Florida Investor Regulatory Environment
- Business License / Rental Registration
- No statewide rental registration for long-term rentals. Short-term rentals require state licensing through DBPR (Division of Hotels and Restaurants) if renting for periods under 30 days more than 3 times/year. Many counties and cities have additional local requirements.
- LLC Ownership
- No restrictions on LLC ownership in Florida.

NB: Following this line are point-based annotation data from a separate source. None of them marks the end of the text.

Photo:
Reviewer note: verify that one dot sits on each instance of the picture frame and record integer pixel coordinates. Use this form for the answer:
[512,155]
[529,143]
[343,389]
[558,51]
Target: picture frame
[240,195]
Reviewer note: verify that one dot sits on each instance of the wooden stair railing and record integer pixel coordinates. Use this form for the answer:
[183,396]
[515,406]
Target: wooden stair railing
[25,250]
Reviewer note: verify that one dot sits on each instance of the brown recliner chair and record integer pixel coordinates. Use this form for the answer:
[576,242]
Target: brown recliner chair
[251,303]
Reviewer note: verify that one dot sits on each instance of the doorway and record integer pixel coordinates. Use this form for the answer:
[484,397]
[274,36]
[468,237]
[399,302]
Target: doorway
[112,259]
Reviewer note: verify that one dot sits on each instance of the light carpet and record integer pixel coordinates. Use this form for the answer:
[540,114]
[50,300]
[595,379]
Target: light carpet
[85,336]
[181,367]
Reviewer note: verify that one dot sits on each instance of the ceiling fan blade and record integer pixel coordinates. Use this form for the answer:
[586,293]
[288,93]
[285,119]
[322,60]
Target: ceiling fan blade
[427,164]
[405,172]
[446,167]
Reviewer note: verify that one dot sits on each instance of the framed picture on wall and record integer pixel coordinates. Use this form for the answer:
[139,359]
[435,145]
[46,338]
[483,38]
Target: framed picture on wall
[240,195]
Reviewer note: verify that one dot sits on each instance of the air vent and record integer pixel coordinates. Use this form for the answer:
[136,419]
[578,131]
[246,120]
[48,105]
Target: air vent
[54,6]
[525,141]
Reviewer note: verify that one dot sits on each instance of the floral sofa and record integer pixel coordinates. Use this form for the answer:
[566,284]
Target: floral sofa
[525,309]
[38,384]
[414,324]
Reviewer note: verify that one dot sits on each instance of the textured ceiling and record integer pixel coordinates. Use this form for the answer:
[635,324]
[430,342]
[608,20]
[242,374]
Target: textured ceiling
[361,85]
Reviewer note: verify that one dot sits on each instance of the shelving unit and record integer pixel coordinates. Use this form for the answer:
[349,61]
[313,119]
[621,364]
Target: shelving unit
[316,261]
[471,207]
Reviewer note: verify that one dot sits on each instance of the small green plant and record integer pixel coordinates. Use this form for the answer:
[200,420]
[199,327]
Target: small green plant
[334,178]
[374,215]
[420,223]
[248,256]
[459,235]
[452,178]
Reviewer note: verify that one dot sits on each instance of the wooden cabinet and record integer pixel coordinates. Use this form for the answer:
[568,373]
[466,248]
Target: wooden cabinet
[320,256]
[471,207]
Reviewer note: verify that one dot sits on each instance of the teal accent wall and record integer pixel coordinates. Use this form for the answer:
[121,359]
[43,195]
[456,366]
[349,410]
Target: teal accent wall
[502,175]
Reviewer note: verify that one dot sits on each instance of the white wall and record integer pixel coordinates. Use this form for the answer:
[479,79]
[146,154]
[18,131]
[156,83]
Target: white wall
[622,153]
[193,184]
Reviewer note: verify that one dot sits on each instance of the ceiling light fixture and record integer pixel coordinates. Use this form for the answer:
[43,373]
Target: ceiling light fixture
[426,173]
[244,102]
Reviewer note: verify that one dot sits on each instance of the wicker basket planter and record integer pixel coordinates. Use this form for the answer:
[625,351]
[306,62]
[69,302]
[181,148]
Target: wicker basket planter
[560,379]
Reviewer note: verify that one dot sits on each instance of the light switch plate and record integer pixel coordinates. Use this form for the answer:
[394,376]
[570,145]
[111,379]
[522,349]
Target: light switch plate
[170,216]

- Short-Term Rental (STR) Restrictions
- Florida has a complex history — state law preempts local STR bans (F.S. § 509.032) but municipalities grandfathered before 2011 can maintain restrictions. Post-2011 municipalities cannot ban STRs entirely but can regulate them. This preemption law is subject to ongoing litigation and legislative amendment.
- Disclosure Requirements
- Florida Seller's Disclosure is not technically mandated by statute for all transactions but is standard practice. Known material defects must be disclosed under Johnson v. Davis case law. Flood zone disclosure required. Lead paint (federal). No specific state mold disclosure statute, but duty to disclose known mold conditions.
- Wholesaling
- Florida SB 730 (2022) requires wholesalers to disclose they are not licensed and may limit certain assignment practices. This is relatively new law and enforcement/interpretation is evolving.
Legal and regulatory details can change. Verify current requirements with a local real estate attorney before relying on this information for investment decisions.
Florida Rental Market Overview
- Top Investor-Friendly Markets
- Tampa/Hillsborough County (strong rent growth, diverse economy, hybrid). Jacksonville/Duval County (most affordable major FL city, cash flow friendly). Orlando/Orange County (tourism + tech + medical, hybrid). South FL (Miami-Dade/Broward — high appreciation, difficult cash flow). Ocala/Marion County (affordable cash flow, retiree/logistics growth). Polk County/Lakeland (logistics hub, affordable entry).
- Market Characterization
- Florida is a hybrid market statewide with significant variation — South Florida is an appreciation/luxury market with poor cash flow; Central FL (Tampa, Orlando, Jacksonville) offers better cash flow with solid appreciation; Gulf Coast markets have high STR potential.
- Notable Trends
- Florida has been one of the top domestic in-migration destinations since COVID. However, insurance costs are now materially impacting investor returns and affordability. Rising property taxes (due to loss of Save Our Homes protection for investors), HOA fees, and insurance premiums are compressing cap rates significantly. Population growth continues but pace is moderating.